Ok, I’m a newbie. I am certain one day I won’t feel so stumbling about in my search for Faith and Understanding. I went to a lovely scrapbooking retreat last weekend at Singing Hills and saw for my own eyes, again the POSITIVE POWER of the spirit of God. What a wonderful weekend, combining my love of scrapbooking with my faith. And I ask you not to attack me in my stumblings here, for merely a week later once again, these two are intertwined again.
Tonight, I sit down to my laptop and read e-mails and see a personal attack from someone about a topic that deserves no clouding of the issue. I read it. I want to respond. Let’s face it, I am being provoked to respond. But I don’t feel that it deserves a response. I would rather meet it with silence. Is that acceptance? So I thought I would blog about it instead. What intially comes to mind was this:
You have heard that it was said, ‘an eye for an eye, and a tooth for a tooth.’
But I say to you, do not resist an evil person; but whoever slaps you on your right cheek, turn the other to him also.
If anyone wants to sue you and take your shirt, let him have your coat also.
Whoever forces you to go one mile, go with him two.
Give to him who asks of you, and do not turn away from him who wants to borrow from you.
You have heard that it was said, ‘You shall love your neighbor and hate your enemy.’
But I say to you, love your enemies and pray for those who persecute you…
So now the quandary.
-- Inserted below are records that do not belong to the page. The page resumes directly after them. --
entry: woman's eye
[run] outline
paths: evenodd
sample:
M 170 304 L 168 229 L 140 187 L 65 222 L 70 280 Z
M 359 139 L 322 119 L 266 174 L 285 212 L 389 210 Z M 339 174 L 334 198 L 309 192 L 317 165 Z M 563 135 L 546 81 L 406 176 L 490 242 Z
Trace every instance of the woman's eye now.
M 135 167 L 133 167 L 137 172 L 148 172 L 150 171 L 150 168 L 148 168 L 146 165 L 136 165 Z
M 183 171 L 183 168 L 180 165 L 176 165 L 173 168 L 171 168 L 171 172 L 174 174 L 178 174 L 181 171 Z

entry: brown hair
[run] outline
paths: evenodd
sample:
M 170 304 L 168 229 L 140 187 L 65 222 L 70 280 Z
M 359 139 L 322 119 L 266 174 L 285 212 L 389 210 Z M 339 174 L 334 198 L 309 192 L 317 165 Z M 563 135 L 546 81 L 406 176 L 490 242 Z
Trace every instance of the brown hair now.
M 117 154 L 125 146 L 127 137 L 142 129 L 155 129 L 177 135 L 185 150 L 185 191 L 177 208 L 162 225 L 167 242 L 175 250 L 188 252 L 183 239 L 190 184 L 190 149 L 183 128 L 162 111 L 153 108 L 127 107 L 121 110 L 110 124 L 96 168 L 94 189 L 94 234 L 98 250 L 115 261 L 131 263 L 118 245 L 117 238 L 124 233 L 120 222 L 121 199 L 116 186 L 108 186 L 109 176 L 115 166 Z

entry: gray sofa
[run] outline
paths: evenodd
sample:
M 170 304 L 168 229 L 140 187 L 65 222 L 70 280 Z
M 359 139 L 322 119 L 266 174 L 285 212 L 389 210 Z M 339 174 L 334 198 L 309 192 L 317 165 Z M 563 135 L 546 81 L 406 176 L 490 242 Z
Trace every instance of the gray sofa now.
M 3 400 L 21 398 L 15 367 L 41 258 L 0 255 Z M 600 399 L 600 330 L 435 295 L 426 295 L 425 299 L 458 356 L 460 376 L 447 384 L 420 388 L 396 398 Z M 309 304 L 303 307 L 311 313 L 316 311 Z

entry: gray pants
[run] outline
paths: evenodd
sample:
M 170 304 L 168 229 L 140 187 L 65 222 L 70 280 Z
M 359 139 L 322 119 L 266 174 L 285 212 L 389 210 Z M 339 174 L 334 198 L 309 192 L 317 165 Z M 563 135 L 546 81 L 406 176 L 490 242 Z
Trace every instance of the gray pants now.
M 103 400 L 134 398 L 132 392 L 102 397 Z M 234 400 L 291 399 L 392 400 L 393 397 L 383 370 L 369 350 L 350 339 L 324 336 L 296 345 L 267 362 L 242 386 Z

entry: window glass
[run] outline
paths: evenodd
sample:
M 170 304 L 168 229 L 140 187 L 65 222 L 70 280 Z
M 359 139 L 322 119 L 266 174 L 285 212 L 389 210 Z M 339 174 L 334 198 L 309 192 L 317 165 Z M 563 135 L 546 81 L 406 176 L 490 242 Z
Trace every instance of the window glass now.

Does this mean, do nothing? Does it mean that I should explain my intentions further and let her slap my other cheek if she chooses to do so?
I want to help this family. I don’t want people to say, "I don’t like SL, so I won’t help." I had seen the power of people coming together with the gals on 2Peas and Jen Gallacher’s son, Joey’s illness and his recent passing. I was moved. He was laid to rest yesterday. I wish his family peace. I know that Joey is in a better place and knows God’s love. I was hoping that our small community could make a difference in the life of A.’s daughter and her family. I still have that hope.
So I want to say a few words, and if you are aware of the situation, and wish to slap the other cheek – the comments are open.
A. is facing a hard situation and huge financial difficulties, and she faces it with dignity and puts others’ needs above her own.
I indicated that I am an ‘acquaintance’ because I know that closer friends were reluctant to step forward because they felt like ‘sister of the bride trying to throw the bridal shower’. I didn’t have any such qualms because my relationship with A. is someone that smiles and waves when I see her at a crop – which btw hasn’t been for a long time. At the same time I didn’t want those same people to feel that I was stepping on their toes. I called her sister and one of her close friends, before I even called A. to let them know my intentions.
I did speak ‘off the cuff’ – I was sincerely moved by A.’s blog and wanted to do something. Do I have to edit and re-edit anything I type in order for it to be acceptable? Whose issue is this?
I honestly don’t know the answer. I feel that I am being tested. Was this weekend the calm before the storm?